Iraqi Shi'ite forces aim to clear border strip with Syria

BAGHDAD (Reuters) - Iraqi Shi’ite forces fighting Islamic State west of Mosul aim to clear a large strip of land on the border with Syria to prevent the militants melting into the remote desert region and using it as a base for counter attacks, a spokesman said on Tuesday.

A military vehicle of iraqi security forces is seen in the streets of Mosul during a battle with Islamic State militants, Iraq, November 29, 2016. REUTERS/Stringer

The Popular Mobilisation fighters - mainly Shi’ite, Iranian-backed paramilitary groups who form part of a wider Iraqi force waging the eight-week Mosul campaign - have deployed west of the city to cut the route to Islamic State-held territory in Syria.

They have taken an air base south of the town of Tal Afar, about 60 km (40 miles) west of Mosul, and linked up with Kurdish peshmerga fighters to seal off the town’s western flank.

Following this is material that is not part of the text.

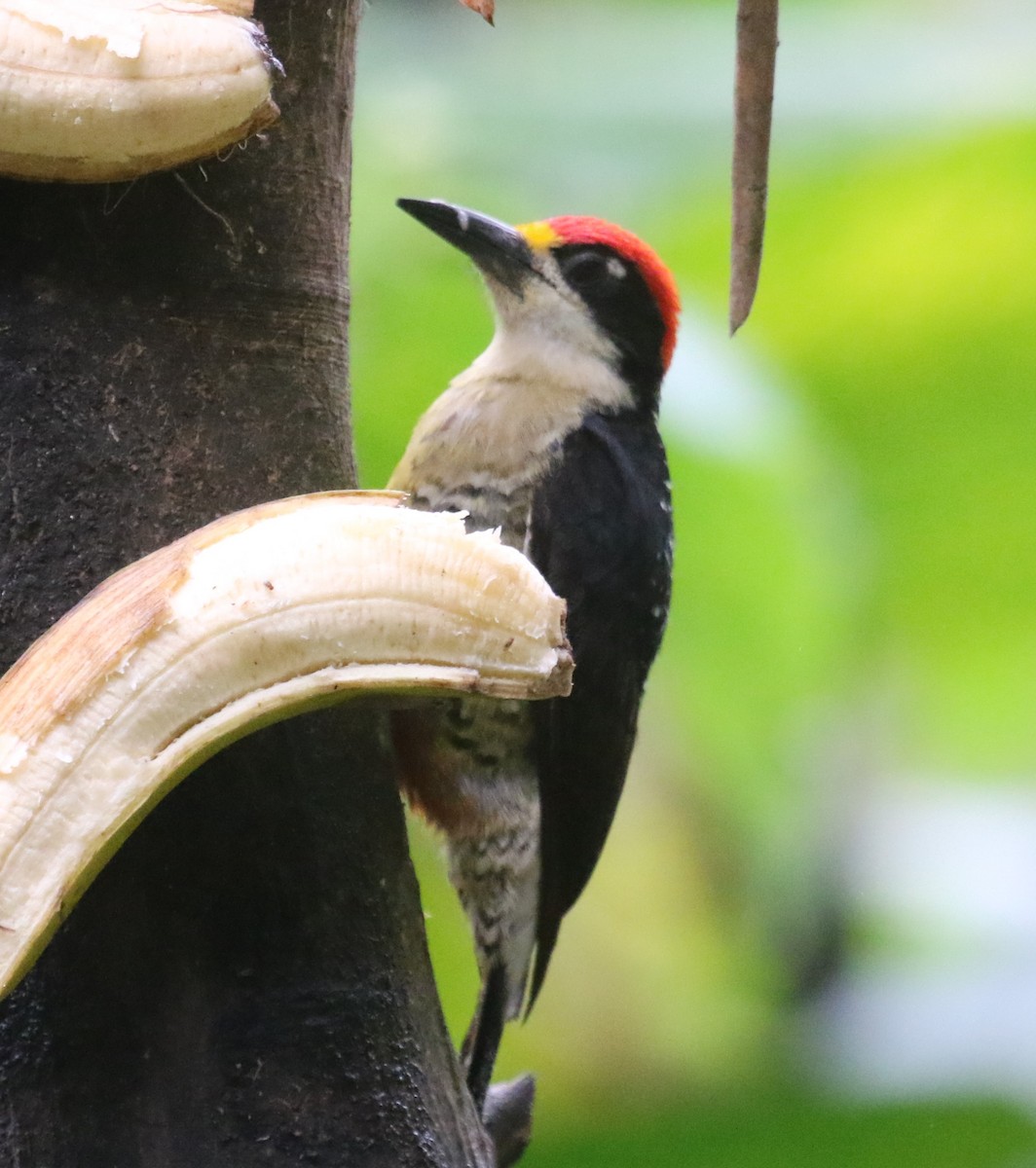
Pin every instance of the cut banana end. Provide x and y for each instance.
(104, 91)
(278, 608)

Jafaar Hussaini said the Kata’ib Hezbollah, one of the Shi’ite armed groups, would advance further west to clear the border region where he said the militants had hidden many weapons stores for future use.

“The key objective is to ... make sure that the terrorists lose the ability to regroup and launch counter attacks against advancing forces,” said Hussaini, speaking by telephone from a desert area near Tal Afar.

Kata’ib Hezbollah is one of the two main Shi’ite groups fighting west of Mosul. A spokesman for the Badr militia, the other group, said it was targeting villages around Tal Afar to “surround Daesh (Islamic State) and tighten the noose around them”.

While the army advance in east Mosul, where soldiers have been constrained by street-by-street fighting and a built-up urban battlefield, Hussaini said progress in the western region was slow because the Popular Mobilisation forces had to clear dozens of villages scattered over a wide area.

The forces are still 60 km from the frontier with Syria, he said. “We are targeting full control of the desert areas along the Syrian border”.

Defeating Islamic State in Mosul, the largest city under its control in Syria or Iraq, would deal a heavy blow to its self-styled caliphate covering parts of both countries, and could see it return to more covert militant operations.

Clearing the remote border region, which has long been a stronghold of the ultra-hardline Sunni militants, would make it more difficult for them to continue operating in northern Iraq.


Since the Popular Mobilisation forces closed off Mosul from Syria, residents in Islamic State-held districts of the city say fresh food has become scarce and prices have soared.

Fuel prices have also risen, leading aid groups to warn of increasing winter hardship for the 1 million residents.

“The city has never seen these prices,” a resident from the west side of the city, which is still completely under Islamic State control, told Reuters by telephone.

“For a barrel of heating fuel the price has reached a million dinars ($850) - it used to be sold for 150,000 dinars,” he said, adding that food prices had risen four or five fold, despite efforts by the militants to punish traders they accuse of hiking prices purely for profit.

One trader said that no fresh fruit or vegetables other than potatoes and onions had reached the city in the past week. “Residents are worried how they can get bread. If the siege continues at this level many people will die from lack of food,” he said.

In the east of the city, where Iraq’s elite Counter Terrorism Services have made slow progress in a grueling fight, some civilians fled the front lines and sought sanctuary in areas now under army control.

“We are very happy even though we have left behind us everything we own. The house, the car and our possessions,” said one resident of Muthanna district, who escaped with his family to stay with a relative in the nearby Zahra neighborhood.

“What’s important is that we escaped death and hell”.

He said many people in Muthanna had been killed.

“An explosive-rigged car blew up in front of one of the houses, which collapsed on top of the residents. There was a family of seven inside, including three children,” he said. “We worked for two days to dig out the bodies”.